Lois McMaster Bujold’s The Vor Game is another of the Miles Vorkosigan space opera books. They’re fun stuff, nothing dense, just a lot of crazy stuff happening. You know there’ll be ridiculous coincidences and that people will be brilliant just in the nick of time. You aren’t worrying about huge amounts of ethical implications, though the characters do a lot better job of being human than in some books I’ve read recently.

The thing about this one is that it felt like two books bolted together. There’s the arctic mystery story and then the rollicking space opera with Ensign Miles being very insubordinate. In the afterword McMaster Bujold talks about how they probably should have been split in two. I agree.

Executive summary: good light adventure fiction, like the rest of the series.

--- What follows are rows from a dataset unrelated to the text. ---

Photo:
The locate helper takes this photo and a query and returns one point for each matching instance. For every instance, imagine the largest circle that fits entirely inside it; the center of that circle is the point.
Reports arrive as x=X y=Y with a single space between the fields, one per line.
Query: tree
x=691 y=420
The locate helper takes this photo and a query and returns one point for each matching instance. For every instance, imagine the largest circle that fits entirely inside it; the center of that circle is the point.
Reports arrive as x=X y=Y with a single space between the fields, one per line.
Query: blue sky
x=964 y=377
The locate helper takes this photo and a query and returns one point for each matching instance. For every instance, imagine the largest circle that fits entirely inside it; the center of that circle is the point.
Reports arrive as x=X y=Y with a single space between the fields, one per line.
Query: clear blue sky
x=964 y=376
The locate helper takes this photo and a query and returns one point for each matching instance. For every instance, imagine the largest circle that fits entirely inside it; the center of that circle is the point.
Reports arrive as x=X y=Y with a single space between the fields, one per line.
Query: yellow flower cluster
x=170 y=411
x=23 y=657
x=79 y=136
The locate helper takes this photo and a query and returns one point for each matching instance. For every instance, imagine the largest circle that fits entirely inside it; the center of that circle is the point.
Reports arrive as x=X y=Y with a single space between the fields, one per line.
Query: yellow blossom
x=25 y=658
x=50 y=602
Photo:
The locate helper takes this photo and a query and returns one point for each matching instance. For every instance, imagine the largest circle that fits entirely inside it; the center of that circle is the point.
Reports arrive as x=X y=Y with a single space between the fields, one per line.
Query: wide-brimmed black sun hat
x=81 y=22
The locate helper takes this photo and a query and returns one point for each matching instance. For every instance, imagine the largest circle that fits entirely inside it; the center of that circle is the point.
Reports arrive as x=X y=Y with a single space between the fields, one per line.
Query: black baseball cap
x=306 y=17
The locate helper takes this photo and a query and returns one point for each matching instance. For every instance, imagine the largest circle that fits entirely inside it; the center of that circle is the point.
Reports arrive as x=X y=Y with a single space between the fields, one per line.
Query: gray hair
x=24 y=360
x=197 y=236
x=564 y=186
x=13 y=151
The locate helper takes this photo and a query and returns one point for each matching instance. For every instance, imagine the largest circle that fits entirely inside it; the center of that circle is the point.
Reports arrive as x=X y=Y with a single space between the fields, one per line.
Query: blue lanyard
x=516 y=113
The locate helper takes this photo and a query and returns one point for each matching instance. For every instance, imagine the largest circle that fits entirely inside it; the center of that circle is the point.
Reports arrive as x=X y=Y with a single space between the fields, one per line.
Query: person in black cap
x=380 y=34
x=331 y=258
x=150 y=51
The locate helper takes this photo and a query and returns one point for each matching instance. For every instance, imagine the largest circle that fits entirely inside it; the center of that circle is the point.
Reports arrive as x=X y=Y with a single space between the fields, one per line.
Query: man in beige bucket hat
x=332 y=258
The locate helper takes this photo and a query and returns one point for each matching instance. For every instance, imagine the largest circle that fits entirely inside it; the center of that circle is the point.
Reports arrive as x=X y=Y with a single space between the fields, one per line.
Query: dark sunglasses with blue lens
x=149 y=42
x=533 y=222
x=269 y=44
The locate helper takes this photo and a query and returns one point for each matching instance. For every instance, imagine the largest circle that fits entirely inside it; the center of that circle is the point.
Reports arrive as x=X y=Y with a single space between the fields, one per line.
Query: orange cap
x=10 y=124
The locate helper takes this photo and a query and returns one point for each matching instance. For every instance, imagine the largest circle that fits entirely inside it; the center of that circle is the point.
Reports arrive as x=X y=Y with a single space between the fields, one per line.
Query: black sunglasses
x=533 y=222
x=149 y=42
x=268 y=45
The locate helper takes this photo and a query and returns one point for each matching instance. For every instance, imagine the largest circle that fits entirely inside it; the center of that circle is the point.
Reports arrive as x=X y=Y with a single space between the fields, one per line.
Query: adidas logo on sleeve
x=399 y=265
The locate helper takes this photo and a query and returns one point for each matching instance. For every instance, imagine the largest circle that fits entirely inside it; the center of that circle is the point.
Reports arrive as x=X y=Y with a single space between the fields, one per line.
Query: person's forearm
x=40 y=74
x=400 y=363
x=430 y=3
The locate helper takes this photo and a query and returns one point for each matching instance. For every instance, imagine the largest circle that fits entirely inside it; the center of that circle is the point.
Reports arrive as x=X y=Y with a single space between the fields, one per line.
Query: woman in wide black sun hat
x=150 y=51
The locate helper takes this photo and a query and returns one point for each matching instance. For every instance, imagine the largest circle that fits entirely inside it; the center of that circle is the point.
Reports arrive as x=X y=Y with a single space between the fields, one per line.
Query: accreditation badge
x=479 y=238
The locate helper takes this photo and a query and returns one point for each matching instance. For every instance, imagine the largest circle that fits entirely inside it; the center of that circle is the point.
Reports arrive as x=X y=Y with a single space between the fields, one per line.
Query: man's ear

book review: the mountains of mourning

The Mountains of Mourning is a long short story in Lois McMaster Bujold’s Vorkosigan Saga. Miles is sent out to the countryside to dispense justice in the murder of a deformed infant. Dispense justice with restraint. It was a thoughtful story about soft power and knowing your audience. The big problem Miles faces is that the villagers he’s investigating have no reason to trust in his ability to do the right thing and not just trample them. It’s very reminiscent of the stuff we’re talking about in my Community-Led Libraries course, to bring things from sf nerdery to library school nerdery.

book review: the warrior’s apprentice

Lois McMaster Bujold’s Vorkosigan saga is a space opera classic. There are wormholes and space battles and currency discrepancies between worlds. This book, The Warrior’s Apprentice, is about Miles Vorkosigan who doesn’t get into the Imperial academy and then sets off to accidentally create a mercenary company.

It’s exciting and fun and there’s actually a bit more darkness in terms of war crimes and consequences than I’d expected. I was a little surprised at the shying away from depicting the climactic mercenary battle, but it followed that up with some interestingly manipulated politics to get Miles out of a treason charge, so that was pretty neat.

I think I own a couple of Vorkosigan books but have never read them. I only started them now because Baen made nearly the entire series available as free ebooks so I could bring the entire collection on my winter travels. Which is pretty enjoyable.